Suu Kyi appeals to global community, vows to repatriate some refugees

Suu Kyi appeals to global community, vows to repatriate some refugees
by -
Mizzima

Aung San Suu Kyi said Tuesday she does not fear global scrutiny over the Rohingya crisis, pledging to hold rights violators to account and to resettle some of the 410,000 Muslims who have fled army operations in her country.

But she offered no concrete solutions, according to Amnesty International which said the Nobel peace prize winner was "burying her head in the sand" by ignoring army abuses.

Communal violence has torn through Rakhine state since Rohingya [...] staged deadly attacks on police posts on August 25. Hundreds have been killed and hundreds of thousands of Muslim Rohingya driven out of mainly Buddhist Myanmar into Bangladesh.

Suu Kyi has been strongly criticised by the international community for failing to speak up publicly for the stateless Rohingya or to urge restraint on the military.

In a 30-minute televised speech Tuesday she reached out to her critics, deploying the soaring rhetoric that once made her a darling of the global rights community.

In an address, timed to pre-empt likely censure at the UN General Assembly in New York, she said Myanmar stood ready "at any time" to repatriate refugees in accordance with a "verification" process agreed with Bangladesh in the early 1990s.

In less than a month just under half of Rakhine's one-million-strong Rohingya minority has poured into Bangladesh, where they now languish in one of the world's largest refugee camps.

Those "verified as refugees" will be "accepted without any problems and with full assurance of their security and access to humanitarian aid", Suu Kyi said.

It was not immediately clear how many Rohingya would qualify to return.

Myanmar's government has previously said it will not take back people linked with "terrorists" and suggested that many of those who fled had set fire to their own villages before leaving.

Suu Kyi's pledge to repatriate the refugees "is new and significant", said Richard Horsey, an independent analyst based in Myanmar, explaining it would in principle allow for the return of those who can prove residence in Myanmar -- rather than citizenship.

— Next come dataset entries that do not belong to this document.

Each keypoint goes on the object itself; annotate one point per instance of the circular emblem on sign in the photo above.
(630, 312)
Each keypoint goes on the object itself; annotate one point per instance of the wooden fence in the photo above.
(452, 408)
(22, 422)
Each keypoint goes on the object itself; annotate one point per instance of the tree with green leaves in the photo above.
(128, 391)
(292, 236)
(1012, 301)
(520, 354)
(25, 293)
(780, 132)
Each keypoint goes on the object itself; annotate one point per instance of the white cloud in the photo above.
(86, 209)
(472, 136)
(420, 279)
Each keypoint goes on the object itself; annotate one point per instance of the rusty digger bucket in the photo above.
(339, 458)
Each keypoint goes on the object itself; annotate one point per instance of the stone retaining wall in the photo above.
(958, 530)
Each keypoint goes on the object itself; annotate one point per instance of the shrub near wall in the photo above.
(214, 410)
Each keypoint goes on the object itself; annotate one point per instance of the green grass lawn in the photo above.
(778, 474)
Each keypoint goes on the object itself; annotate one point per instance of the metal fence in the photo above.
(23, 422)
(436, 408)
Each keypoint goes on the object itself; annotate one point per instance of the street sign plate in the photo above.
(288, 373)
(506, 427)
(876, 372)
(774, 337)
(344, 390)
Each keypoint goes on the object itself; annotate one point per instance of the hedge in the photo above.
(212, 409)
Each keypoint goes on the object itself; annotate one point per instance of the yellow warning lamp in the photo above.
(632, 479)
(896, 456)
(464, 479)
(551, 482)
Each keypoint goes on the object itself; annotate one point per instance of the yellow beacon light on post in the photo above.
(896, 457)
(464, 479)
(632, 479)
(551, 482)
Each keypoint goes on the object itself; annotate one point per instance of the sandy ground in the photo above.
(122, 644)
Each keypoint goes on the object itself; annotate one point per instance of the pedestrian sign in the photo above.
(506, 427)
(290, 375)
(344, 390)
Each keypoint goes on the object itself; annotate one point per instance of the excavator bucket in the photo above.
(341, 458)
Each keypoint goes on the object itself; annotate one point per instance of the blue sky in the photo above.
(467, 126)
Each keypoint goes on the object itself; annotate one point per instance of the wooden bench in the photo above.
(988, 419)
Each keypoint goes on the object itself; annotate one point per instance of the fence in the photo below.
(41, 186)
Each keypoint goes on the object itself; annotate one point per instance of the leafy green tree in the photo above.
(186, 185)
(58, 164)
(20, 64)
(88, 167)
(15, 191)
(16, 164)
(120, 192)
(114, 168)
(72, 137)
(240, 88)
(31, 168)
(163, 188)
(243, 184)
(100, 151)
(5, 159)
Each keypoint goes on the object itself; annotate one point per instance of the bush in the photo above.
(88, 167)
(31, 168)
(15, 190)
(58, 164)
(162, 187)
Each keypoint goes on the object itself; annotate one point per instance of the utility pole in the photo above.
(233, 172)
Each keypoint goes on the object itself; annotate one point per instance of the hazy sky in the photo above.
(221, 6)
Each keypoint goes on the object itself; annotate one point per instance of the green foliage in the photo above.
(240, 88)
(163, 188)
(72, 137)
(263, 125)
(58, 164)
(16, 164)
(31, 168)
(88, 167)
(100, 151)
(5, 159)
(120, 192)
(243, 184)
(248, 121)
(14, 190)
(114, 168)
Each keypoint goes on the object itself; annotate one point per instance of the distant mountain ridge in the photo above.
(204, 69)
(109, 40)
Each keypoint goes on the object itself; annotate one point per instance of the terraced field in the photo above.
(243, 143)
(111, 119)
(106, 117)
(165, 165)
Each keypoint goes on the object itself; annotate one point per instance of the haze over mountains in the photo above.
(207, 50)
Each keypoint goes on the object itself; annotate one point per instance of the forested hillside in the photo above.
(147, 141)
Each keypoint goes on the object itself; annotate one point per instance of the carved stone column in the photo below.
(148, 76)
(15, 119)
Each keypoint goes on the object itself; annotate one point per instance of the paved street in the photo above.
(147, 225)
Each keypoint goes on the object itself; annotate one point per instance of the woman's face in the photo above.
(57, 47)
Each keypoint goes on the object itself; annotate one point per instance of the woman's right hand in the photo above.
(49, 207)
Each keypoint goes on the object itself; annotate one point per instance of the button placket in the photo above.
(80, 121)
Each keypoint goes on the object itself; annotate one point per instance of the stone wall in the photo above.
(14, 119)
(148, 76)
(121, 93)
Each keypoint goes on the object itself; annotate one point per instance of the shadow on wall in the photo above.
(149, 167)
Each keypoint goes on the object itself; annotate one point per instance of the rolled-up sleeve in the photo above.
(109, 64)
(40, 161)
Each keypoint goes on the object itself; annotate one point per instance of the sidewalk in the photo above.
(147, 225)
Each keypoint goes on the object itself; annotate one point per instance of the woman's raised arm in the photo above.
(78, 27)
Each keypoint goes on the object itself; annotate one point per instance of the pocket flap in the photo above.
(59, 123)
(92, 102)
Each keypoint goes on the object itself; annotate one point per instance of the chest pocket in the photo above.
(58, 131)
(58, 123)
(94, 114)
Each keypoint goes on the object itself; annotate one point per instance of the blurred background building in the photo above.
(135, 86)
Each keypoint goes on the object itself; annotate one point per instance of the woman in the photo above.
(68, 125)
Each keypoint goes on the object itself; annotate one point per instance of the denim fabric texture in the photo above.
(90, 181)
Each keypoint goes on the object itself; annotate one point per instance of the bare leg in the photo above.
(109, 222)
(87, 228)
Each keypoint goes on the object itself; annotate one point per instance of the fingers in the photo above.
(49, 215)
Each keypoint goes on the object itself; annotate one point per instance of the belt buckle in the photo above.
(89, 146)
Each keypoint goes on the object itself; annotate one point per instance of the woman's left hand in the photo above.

"However, there continues to be a live crisis in the north of Rakhine," he said.

Many Facebook users changed their profile picture on Tuesday to carry a banner with a photo of 'The Lady' and a message reading "We stand with you Daw Aung San Suu Kyi" -- using an honorific.

Her speech was warmly welcomed in Myanmar.

"She told the real situation to the world on behalf of Myanmar people," Yu Chan Myae, 27, told AFP.